Some time later, I worked on a twitter client with my pal Buzz. A
friend of his who worked at Apple told us this little story. One
day while riding the elevator at Infinite Loop, he found himself
in the freakiest scenario any Apple employee can imagine: alone,
with the elevator door opening to let Steve in. Being a
well-adjusted individual, Buzz’s friend promptly disappeared
into the tap-world of his iPhone, lest he say or do something
wrong in Steve’s presence. It was still the early days of iPhone
apps, and Steve did something that had apparently become a habit
with him. He reached for the iPhone and asked,
“What app is that?”
“Birdfeed”, came the reply.
Steve tapped here and there, flicked the scrollview a bit, then
handed the phone back. “The background needs more texture,”

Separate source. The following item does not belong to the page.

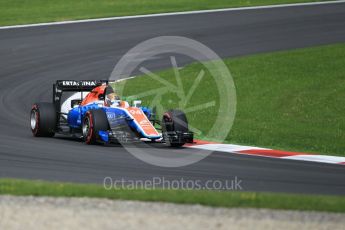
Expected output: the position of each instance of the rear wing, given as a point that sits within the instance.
(73, 86)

I’ve heard similar stories regarding other apps, particularly within Apple. This is why Aqua debuted with those horizontal stripes. This is why Brushed Metal became a rock star. This is why iOS’s default UI theme features those vertical background stripes. This explains the proliferation of dark linen. And I’m definitely not saying it was Steve Jobs alone who held this opinion.
I’m just saying there’s a very strong line of thought within Apple, which came (and I’ll bet still comes) from the top, that distinctive in-app textures are important.